カヌーに乗り込んだ来場者に操作を解説する矢沢選手

「五輪は特別」 カヌー矢沢選手、長野で講演

201610/02

 リオデジャネイロ五輪のカヌー・スラローム男子カヤックシングルに出場した飯田市出身で善光寺大勧進(長野市)の矢沢一輝選手(27)が1日、「僧侶として挑んだ3度目のオリンピック」と題して長野市芸術館で講演した。母校・駿河台大(埼玉県)の同窓会長野支部が主催し、市民ら約60人が聞いた。

 リオ五輪で準決勝まで進んだ矢沢選手は映像でレースを振り返りながら、「コースの周りに大勢の観客がいて、特別な場所だった」と語った。
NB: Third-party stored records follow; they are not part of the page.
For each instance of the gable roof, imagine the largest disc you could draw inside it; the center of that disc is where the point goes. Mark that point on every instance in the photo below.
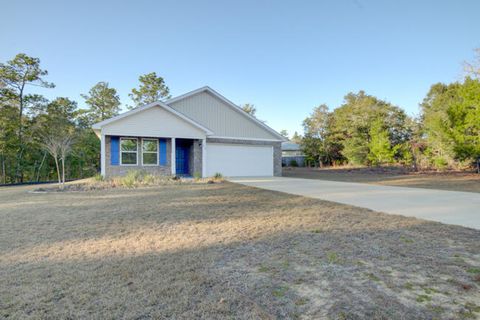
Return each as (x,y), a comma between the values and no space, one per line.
(227,103)
(99,125)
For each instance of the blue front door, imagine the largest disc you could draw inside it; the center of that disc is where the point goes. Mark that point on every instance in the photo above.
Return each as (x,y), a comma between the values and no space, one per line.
(181,163)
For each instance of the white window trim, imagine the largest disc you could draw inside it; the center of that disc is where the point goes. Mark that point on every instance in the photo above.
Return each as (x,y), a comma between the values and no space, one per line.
(136,152)
(157,152)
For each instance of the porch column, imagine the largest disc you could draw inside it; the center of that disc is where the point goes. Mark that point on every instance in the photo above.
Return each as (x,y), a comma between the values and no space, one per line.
(103,159)
(173,158)
(204,158)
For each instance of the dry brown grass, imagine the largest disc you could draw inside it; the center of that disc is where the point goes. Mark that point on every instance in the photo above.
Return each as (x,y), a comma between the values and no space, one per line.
(394,176)
(226,251)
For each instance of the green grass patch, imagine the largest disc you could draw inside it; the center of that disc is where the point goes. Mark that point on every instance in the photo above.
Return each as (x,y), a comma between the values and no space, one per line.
(373,277)
(473,270)
(280,292)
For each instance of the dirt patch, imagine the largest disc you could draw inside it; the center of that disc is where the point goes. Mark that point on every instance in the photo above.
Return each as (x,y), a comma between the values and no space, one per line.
(218,251)
(392,176)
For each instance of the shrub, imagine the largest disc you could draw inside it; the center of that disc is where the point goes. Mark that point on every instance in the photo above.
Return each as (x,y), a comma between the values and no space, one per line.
(197,176)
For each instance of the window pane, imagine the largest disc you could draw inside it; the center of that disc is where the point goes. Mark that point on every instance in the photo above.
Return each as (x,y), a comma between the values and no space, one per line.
(149,158)
(150,145)
(129,144)
(129,158)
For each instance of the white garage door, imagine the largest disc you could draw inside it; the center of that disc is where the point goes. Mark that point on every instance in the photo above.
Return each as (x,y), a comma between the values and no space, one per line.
(233,160)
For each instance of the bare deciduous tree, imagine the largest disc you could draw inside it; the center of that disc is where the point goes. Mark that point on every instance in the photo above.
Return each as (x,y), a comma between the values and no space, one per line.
(59,146)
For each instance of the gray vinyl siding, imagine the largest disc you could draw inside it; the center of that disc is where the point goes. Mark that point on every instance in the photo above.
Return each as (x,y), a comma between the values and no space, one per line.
(212,113)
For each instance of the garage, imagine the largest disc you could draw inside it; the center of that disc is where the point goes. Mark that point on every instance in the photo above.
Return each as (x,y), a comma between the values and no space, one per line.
(235,160)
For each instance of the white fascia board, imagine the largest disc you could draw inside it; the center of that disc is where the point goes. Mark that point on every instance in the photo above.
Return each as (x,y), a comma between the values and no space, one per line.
(99,125)
(228,103)
(243,138)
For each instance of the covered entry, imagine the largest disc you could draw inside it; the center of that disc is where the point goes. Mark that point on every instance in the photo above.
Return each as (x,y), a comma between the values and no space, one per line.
(235,160)
(183,154)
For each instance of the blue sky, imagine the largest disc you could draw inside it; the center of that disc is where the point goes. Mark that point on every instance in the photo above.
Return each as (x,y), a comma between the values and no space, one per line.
(286,57)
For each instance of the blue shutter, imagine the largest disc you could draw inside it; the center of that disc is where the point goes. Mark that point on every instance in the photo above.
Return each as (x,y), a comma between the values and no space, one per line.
(162,152)
(114,150)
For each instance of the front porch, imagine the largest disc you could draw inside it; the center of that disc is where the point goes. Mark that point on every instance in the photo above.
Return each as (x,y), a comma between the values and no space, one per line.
(156,155)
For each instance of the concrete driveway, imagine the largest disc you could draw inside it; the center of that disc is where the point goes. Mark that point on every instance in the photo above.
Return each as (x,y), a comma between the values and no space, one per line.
(452,207)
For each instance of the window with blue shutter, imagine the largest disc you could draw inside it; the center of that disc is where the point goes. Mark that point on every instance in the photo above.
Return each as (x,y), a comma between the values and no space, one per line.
(162,152)
(114,150)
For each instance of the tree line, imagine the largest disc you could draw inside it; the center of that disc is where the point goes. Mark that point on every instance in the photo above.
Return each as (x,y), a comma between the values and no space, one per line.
(43,140)
(366,130)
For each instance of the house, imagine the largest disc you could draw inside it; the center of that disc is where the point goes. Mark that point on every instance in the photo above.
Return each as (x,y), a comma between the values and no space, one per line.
(292,153)
(200,132)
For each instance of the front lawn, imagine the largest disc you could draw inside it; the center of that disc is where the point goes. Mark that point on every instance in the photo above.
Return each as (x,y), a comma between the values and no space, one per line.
(226,251)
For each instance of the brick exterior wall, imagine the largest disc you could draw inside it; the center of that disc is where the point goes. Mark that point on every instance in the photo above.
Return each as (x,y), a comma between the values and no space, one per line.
(277,150)
(111,171)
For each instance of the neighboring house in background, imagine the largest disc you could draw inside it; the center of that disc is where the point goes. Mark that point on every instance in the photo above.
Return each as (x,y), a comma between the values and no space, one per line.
(292,151)
(200,132)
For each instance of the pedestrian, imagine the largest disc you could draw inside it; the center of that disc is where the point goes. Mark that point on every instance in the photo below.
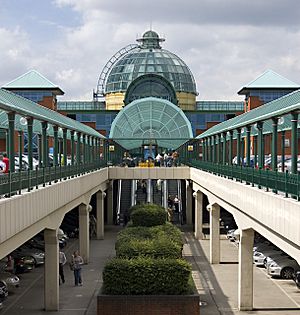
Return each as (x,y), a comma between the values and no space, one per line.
(6,161)
(176,204)
(62,262)
(77,261)
(2,165)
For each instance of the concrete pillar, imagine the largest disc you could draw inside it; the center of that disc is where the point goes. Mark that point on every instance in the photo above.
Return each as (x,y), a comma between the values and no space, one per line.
(84,235)
(51,282)
(149,191)
(110,217)
(245,284)
(198,215)
(189,210)
(100,215)
(214,230)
選手村ではイタリア料理や中華料理などが24時間提供され、仏教やキリスト教の宗教施設もあったと説明した。

 2012年のロンドン五輪後、指導を受けていた善光寺一山の僧侶に紹介され、「この人みたいになりたいと思って出家した。特に迷いはなかった」。現在も午前6時半ごろから午後3時ごろまで法務をこなした後、犀川などで毎日のように練習しているという。4年後の東京五輪については「まずは自分の生活を考えたい」と話した。

 講演の最後には、カヌーに乗り込んだ来場者をモデルに操作の仕方などを解説した。